Assumptions and analysis about the performance of the Fund, as a whole, and the Fund's portfolio businesses and the markets in which they compete are considered in setting the business plan for the Fund, in forecasting the Fund's expected future financial position and results, resources, cash flow, operations, business strategy, proposed acquisitions, budgets, distributions, projected costs, plans and objectives of or involving the Fund and in making related forward-looking statements. The key assumption in respect of the Fund's level of distributions is that the cumulative distributable cash will be able to support the Fund's current level of distributions. The Fund receives distributable cash from its portfolio businesses. In respect of the portfolio businesses, key assumptions are that demand for products and services of the portfolio businesses in respect of the Canadian and other markets in which the Fund's businesses are active (and in particular, but without limitation, the Canadian oil and natural gas industry in western Canada and the North American markets for construction materials and household goods) and that the input costs to the portfolio businesses do not vary significantly from the costs experienced historically. Should any of these factors or assumptions vary, actual results may differ materially from the forward-looking statements.

The information set forth in the MD&A of the Fund for the year ended December 31, 2008 and in the annual information form of the Fund dated March 24, 2009 identifies risk factors that could affect the Fund and its portfolio businesses. The forward-looking statements herein are made based on the assumption that the Fund will not be affected by such risks, but that, if the Fund is affected by such risks, the forward-looking statements may become inaccurate.

Standardized and Adjusted Distributable Cash

The calculation of standardized distributable cash is, in all material respects, in accordance with the recommendations provided in the CICA publication Standardized Distributable Cash in Income Trusts and Other Flow-Through Entities: Guidance on Preparation and Disclosure. Standardized distributable cash is not a defined term under Canadian generally accepted accounting principles ("GAAP") and does not have a standardized meaning prescribed by GAAP. Standardized distributable cash is defined as cash flow from operations after non-cash working capital items, less: gross capital expenditures; restrictions on distributions arising from compliance with financial covenants restrictive at the time of reporting; and limitations arising from the existence of a minority interest Net capital expenditures represent all capital expenditures incurred during the reporting period, net of proceeds received on disposal of property, plant and equipment.

Adjusted distributable cash is not a defined term under GAAP and does not have a standardized meaning. Adjusted distributable cash is defined as standardized distributable cash adjusted for changes in non-cash working capital, items that may be of a non-recurring nature and reflecting only maintenance capital expenditures and not growth-related capital expenditures.

Management believes that adjusted distributable cash as a liquidity measure is a useful supplemental measure as it provides the independent Trustees with an indication of the amount of cash available for distribution to Unitholders before the effects of seasonal fluctuations in working capital.
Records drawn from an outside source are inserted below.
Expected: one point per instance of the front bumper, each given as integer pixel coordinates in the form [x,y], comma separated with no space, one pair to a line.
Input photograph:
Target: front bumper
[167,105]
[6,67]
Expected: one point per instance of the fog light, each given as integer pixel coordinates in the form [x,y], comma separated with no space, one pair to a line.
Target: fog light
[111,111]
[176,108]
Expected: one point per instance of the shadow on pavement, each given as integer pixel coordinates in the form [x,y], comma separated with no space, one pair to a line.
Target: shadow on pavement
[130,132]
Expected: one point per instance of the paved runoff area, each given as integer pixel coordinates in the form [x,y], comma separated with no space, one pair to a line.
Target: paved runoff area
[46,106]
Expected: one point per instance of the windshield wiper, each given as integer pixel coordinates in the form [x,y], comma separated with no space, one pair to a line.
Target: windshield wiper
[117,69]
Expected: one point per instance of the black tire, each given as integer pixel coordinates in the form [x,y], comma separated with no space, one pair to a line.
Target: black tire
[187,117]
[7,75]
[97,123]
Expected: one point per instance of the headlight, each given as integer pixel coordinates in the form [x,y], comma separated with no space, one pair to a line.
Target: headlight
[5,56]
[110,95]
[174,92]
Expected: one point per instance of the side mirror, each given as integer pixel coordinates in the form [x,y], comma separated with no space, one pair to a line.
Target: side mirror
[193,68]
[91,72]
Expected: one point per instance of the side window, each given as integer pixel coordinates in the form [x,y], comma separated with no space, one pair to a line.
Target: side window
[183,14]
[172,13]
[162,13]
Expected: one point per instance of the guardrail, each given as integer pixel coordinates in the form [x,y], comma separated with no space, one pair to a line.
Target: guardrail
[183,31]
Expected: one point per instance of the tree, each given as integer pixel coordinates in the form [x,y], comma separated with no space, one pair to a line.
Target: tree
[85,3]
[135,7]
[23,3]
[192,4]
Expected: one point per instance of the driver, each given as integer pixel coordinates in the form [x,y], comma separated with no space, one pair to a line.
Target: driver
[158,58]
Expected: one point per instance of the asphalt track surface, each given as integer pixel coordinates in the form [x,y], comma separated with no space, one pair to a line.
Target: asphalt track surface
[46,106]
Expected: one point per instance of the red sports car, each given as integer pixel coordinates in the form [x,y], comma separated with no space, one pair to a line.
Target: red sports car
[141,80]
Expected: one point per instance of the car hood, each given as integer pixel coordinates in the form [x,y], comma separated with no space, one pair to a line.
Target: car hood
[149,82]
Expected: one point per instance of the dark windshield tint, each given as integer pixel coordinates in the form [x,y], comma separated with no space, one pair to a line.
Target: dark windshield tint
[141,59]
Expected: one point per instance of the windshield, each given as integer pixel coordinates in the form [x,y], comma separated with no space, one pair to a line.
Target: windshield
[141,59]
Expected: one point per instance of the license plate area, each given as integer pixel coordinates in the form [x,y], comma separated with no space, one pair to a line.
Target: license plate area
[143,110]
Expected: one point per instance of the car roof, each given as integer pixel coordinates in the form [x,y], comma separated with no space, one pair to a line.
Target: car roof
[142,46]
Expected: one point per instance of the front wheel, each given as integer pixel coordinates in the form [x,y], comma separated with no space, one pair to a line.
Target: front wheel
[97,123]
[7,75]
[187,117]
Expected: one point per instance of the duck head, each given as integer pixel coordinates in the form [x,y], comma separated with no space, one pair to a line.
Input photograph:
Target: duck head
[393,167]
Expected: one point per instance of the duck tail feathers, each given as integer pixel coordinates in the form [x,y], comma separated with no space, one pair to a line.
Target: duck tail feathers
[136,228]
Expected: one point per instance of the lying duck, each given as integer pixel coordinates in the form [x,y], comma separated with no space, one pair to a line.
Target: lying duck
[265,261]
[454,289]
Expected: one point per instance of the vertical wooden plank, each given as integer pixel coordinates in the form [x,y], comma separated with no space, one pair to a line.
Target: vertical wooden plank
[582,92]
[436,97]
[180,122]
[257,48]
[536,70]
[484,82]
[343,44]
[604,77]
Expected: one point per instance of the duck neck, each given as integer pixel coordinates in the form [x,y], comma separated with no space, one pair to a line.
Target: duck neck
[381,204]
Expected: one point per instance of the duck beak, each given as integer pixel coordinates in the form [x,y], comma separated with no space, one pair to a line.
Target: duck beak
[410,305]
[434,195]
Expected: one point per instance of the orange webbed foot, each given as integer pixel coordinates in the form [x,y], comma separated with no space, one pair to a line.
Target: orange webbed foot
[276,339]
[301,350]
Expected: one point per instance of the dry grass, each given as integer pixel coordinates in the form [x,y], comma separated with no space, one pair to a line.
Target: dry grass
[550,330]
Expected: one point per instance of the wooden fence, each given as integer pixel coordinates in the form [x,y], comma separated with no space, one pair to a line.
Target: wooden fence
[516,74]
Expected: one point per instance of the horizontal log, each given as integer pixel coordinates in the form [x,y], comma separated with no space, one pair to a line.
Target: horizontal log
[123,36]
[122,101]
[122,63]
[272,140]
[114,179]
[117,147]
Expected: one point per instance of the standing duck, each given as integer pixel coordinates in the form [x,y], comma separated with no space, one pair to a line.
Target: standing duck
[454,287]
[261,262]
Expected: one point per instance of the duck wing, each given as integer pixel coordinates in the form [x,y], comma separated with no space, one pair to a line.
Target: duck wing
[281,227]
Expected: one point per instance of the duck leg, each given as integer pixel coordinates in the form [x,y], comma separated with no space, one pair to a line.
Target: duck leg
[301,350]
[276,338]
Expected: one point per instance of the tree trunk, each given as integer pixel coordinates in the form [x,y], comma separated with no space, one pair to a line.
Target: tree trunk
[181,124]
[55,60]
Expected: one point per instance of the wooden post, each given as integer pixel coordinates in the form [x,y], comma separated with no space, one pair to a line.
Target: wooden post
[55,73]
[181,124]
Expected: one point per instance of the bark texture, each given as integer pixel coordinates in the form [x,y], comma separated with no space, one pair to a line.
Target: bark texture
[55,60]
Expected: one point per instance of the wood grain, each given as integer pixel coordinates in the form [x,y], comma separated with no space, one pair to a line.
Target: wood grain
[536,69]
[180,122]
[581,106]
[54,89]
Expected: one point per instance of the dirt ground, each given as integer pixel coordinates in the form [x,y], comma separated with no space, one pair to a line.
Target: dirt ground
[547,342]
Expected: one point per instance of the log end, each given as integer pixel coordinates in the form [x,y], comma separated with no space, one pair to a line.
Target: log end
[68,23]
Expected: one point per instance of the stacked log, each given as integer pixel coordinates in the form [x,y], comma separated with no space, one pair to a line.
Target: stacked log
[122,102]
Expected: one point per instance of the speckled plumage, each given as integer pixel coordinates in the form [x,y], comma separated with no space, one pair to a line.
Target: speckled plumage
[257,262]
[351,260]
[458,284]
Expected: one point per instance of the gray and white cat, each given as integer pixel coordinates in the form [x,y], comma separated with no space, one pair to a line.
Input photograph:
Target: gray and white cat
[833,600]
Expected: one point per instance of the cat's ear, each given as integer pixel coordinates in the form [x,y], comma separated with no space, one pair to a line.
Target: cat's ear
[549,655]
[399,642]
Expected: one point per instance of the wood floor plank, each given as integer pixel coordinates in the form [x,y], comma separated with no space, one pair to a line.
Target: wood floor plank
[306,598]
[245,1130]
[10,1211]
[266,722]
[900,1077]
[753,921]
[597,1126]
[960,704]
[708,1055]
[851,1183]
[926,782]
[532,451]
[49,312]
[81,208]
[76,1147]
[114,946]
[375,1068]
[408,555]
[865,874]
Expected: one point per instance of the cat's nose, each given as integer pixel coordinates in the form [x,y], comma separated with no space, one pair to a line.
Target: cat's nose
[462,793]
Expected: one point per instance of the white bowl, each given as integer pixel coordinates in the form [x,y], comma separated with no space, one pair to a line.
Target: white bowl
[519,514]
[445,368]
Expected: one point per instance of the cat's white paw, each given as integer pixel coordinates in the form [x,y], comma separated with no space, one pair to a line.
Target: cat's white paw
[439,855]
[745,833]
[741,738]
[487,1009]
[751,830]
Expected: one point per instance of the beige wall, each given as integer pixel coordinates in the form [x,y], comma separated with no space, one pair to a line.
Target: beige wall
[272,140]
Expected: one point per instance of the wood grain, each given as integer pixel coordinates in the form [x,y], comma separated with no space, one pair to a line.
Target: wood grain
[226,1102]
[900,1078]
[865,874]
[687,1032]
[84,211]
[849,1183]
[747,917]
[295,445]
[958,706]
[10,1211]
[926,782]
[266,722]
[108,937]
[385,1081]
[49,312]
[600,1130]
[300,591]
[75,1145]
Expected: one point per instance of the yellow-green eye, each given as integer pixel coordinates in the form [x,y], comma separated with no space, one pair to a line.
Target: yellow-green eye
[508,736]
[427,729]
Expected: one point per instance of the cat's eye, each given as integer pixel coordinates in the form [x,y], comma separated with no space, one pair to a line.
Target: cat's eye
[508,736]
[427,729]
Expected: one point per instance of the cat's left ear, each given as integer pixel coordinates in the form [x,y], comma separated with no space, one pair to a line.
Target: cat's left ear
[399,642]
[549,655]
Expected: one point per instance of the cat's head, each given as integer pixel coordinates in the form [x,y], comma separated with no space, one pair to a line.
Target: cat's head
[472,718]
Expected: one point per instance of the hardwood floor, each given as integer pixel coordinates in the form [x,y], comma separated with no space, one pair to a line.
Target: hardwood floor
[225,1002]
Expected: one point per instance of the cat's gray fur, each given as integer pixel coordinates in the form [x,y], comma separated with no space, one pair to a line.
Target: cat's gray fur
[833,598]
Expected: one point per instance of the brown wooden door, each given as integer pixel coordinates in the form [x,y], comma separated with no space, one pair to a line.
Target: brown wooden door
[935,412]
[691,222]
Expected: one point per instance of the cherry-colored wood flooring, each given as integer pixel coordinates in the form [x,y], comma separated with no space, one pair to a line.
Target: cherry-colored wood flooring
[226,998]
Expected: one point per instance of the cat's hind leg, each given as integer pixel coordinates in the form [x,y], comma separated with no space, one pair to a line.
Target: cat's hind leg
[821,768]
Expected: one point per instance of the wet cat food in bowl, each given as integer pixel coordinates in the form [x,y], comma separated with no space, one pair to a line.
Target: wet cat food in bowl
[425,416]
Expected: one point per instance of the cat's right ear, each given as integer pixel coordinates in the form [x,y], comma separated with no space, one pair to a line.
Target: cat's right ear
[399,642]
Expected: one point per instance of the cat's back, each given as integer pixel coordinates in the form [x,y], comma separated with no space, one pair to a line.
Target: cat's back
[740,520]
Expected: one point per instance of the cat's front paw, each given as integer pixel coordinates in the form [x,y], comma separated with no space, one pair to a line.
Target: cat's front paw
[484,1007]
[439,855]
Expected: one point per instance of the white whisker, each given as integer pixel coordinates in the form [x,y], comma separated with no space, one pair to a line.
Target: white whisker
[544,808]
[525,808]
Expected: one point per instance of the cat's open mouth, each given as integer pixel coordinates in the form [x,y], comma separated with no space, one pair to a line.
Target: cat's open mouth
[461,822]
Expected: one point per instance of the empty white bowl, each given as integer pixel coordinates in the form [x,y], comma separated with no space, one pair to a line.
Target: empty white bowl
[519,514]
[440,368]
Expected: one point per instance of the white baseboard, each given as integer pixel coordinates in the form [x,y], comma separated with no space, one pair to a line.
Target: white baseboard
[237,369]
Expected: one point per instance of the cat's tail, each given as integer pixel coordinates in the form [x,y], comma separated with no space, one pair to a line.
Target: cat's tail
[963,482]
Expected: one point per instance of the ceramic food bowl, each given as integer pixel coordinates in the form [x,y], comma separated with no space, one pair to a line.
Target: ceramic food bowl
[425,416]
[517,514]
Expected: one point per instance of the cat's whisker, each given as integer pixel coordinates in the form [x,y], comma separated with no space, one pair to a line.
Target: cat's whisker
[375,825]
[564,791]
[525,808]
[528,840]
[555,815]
Investors are cautioned, however, that adjusted distributable cash should not be construed as an alternative to using net earnings as a measure of profitability or to using information contained in the unaudited interim Consolidated Statements of Cash Flows as a measure of liquidity. Further, the Fund's method of calculating adjusted distributable cash may not be comparable to measures used by other entities.

Standardized distributable cash and adjusted distributable cash are discussed in the Fund's MD&A.